When numbers dip, company leaders don't need to make sweeping changes to get revenue climbing again. Sometimes, the smallest adjustments provide the biggest boosts to sales and marketing initiatives.

According to industry surveys, most companies wish their sales arms performed better. The "Conversion Rate Optimization Report" from Econsultancy found that only around 22 percent of businesses are satisfied with their conversion rates. Identifying the cause of low conversion rates can be tricky, though, leaving leaders unsure which changes will boost performance.

For marketers, the issue lies in the leads. HubSpot reports that 63 percent of companies cite lead generation as their top marketing challenge. When the leads aren't great and sales aren't converting, revenue slows down, spurring executive teams to action.

Leaders might be tempted to implement extreme changes to correct these issues, but major disruption often leads to major disappointment. When the business structure is sound, a series of minor adjustments can transform poor sales and marketing performance into a company strength.

Small Changes That Drive Big Results

More productive sales and marketing initiatives mean more leads, which lead to more clients and more revenue. By getting your sales and marketing teams in sync, you can improve your closing rates by 67 percent.

Don't move to a new house when fixing the faucet will do the trick. Follow these six strategies to make minor adjustments, and turn underperforming departments into sales and marketing powerhouses.

1. Know -- and communicate -- what you stand for.

In most markets, products and services are similar. Companies distinguish themselves not by what they offer, but by who they are.

Establish a clear mission statement and communicate that mission to employees. Continually emphasize that commitment to your values to give employees something to stand by when they need guidance.

According to Gallup, only 41 percent of employees know what their employers stand for and how that mission differentiates their company from the competition. Sales and marketing departments depend on a concrete mission to convince prospects. Avoid becoming an also-ran by establishing a vision and sticking to it.

2. Keep your online presence up-to-date.

In the Internet age, companies without robust digital presences don't inspire much confidence in prospective buyers. Make it easy for customers and potential clients to learn about your products and contact you.

Keep your blog updated with recent activities. Post regular content so clients know what to expect before working with you. Improve your website by updating contact information, developing new content, and incorporating some user-generated pieces to boost engagement. The longer people stay on your website, the more likely they are to become customers.

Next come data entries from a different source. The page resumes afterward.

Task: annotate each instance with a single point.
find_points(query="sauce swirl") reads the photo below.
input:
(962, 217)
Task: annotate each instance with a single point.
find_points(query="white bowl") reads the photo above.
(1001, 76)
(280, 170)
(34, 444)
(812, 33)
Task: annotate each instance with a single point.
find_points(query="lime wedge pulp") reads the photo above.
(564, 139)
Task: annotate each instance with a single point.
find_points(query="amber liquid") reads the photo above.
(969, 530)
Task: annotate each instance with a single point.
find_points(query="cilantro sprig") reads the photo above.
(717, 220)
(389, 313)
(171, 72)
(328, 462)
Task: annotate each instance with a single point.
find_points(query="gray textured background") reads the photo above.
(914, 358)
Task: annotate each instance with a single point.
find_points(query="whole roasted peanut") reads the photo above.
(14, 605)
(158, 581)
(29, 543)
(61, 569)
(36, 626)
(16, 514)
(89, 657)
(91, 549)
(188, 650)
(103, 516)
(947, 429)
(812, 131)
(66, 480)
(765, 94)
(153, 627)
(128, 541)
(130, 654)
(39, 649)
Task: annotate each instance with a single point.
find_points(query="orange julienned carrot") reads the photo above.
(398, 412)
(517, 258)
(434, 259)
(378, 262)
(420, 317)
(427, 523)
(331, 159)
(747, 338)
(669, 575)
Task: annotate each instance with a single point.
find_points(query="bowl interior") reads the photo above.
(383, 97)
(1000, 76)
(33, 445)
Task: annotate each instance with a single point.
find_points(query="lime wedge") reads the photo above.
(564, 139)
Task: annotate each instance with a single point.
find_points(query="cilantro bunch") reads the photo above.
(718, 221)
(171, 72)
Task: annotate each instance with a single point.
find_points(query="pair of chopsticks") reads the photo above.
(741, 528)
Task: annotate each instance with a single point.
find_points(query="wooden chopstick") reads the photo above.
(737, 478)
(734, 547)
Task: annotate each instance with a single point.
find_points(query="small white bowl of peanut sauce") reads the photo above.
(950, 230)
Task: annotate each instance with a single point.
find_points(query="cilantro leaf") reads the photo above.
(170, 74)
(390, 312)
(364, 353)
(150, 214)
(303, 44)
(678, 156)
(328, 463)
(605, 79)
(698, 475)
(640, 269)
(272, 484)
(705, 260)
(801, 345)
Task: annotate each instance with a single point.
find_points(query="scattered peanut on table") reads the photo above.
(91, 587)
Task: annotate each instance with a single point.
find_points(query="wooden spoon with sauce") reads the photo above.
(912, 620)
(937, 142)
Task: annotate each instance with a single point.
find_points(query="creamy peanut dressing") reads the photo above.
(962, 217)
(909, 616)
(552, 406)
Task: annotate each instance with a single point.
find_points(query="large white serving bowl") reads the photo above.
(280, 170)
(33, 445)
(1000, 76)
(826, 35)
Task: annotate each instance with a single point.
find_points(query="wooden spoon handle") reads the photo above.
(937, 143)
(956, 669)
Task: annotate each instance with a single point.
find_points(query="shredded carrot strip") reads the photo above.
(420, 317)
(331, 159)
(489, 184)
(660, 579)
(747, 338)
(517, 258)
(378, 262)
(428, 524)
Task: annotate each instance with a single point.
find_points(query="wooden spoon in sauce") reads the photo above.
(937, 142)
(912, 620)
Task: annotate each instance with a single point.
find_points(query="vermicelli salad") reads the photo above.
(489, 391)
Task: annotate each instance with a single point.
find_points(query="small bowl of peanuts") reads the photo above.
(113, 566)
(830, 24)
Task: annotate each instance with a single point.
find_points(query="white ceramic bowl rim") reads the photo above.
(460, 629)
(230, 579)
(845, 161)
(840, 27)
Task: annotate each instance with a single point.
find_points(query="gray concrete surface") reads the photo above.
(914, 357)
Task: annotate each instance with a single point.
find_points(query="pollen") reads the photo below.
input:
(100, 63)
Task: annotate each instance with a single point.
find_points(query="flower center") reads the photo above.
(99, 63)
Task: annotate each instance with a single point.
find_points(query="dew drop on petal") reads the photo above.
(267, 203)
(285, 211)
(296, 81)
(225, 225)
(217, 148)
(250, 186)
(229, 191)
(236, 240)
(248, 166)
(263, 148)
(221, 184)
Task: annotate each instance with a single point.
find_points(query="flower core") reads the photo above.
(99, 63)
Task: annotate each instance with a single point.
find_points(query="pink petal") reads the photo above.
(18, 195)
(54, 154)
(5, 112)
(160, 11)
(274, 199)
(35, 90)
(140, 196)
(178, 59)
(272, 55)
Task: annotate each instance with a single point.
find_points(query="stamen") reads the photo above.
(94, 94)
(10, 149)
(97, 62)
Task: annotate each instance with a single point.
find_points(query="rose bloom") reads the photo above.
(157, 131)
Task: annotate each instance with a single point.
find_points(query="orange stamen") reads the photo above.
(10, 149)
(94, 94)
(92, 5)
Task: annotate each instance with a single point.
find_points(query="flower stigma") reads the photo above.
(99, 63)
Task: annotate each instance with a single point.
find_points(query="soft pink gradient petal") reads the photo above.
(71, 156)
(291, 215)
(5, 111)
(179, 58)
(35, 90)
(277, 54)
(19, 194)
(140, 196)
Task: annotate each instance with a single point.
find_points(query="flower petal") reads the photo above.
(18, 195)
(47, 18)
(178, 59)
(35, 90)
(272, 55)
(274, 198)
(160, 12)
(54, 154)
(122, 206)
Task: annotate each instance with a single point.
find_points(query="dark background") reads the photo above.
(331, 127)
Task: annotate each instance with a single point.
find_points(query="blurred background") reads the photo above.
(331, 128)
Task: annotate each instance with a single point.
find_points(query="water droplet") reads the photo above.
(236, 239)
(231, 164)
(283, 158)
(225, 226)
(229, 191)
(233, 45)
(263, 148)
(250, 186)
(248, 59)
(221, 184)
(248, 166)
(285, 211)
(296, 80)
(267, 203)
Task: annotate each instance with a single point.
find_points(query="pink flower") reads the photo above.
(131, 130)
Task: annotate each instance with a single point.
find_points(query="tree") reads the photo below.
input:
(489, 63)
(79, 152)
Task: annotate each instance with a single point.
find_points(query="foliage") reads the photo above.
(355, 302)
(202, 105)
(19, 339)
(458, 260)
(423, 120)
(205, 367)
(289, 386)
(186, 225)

3. Reach the right audience.

Staying on top of shifting marketing trends and demographics is an expensive, time-consuming endeavor -- but it's worth it. Save money in the long run by establishing more segmented audiences and running better-targeted campaigns. Use tools such as Mention or Pew Research Center datasets to sift through relevant data.

Jeff Kear, founder and CMO of Planning Pod, recently discussed targeting: "Developing the strategy and properly identifying and assessing your target audience is key. ... If you do not properly identify, assess, and profile your target audience, everything you do afterward is wasted effort and money as you try to reach the wrong audience with the wrong message and the wrong tactics."

4. Make sure your employees know their stuff -- and see the big picture.

Can employees -- especially sales and marketing employees -- answer questions about the company when other leaders aren't around? If they can't, do they know whom to ask and how quickly they can get a response? Rick Cheatham, U.S. sales practice leader for BTS and co-author of "Selling Vision: The X-XY-Y Formula for Driving Results by Selling Change," explains that "leaders should always connect individual objectives to the larger team objectives and make these sessions a bigger part of what the company is reaching for."

Customers expect sales and marketing to know everything about the company -- both the larger goals and the actions of other departments. Fair or not, whether sales and marketing teams meet that expectation can make the difference between boosted sales and waning interest. Leaders can help instill that knowledge in their employees, but it's up to the employees themselves to keep that information top of mind.

5. Wring every ounce out of every day.

Slow sales days don't have to be wasted time. Sales and marketing staff can still improve themselves and the company on off days by training, evaluating, and planning.

Jeff Winters, CEO of Sapper Consulting, is an expert in helping companies turn data into insights. Winters observes that days not spent out in the field can still be productive: "Encourage your sales managers to engage in real management activities, such as practicing with their salespeople, shadowing sales calls, de-hassling their team, or building plans to achieve objectives in future quarters during their home office days."

6. Dig into your performance data.

Some sales and marketing issues hide in the data. Root them out by using the right tools to track and measure performance.

Use Asana to track sales KPIs and identify bottlenecks. Check out the variety of tools from HubSpot to see if any of its products could boost your team's performance. Both of these tools have paid huge dividends for me personally at Firebrand Group. Every company is unique, but with the right tools in place, leaders can eliminate common problems and keep teams focused on the task at hand.

You don't have to rebuild the C-suite from the ground up to make these changes. Instead of grinding business to a halt to reinvent the company, follow these strategies to implement small changes that will drive big revenue.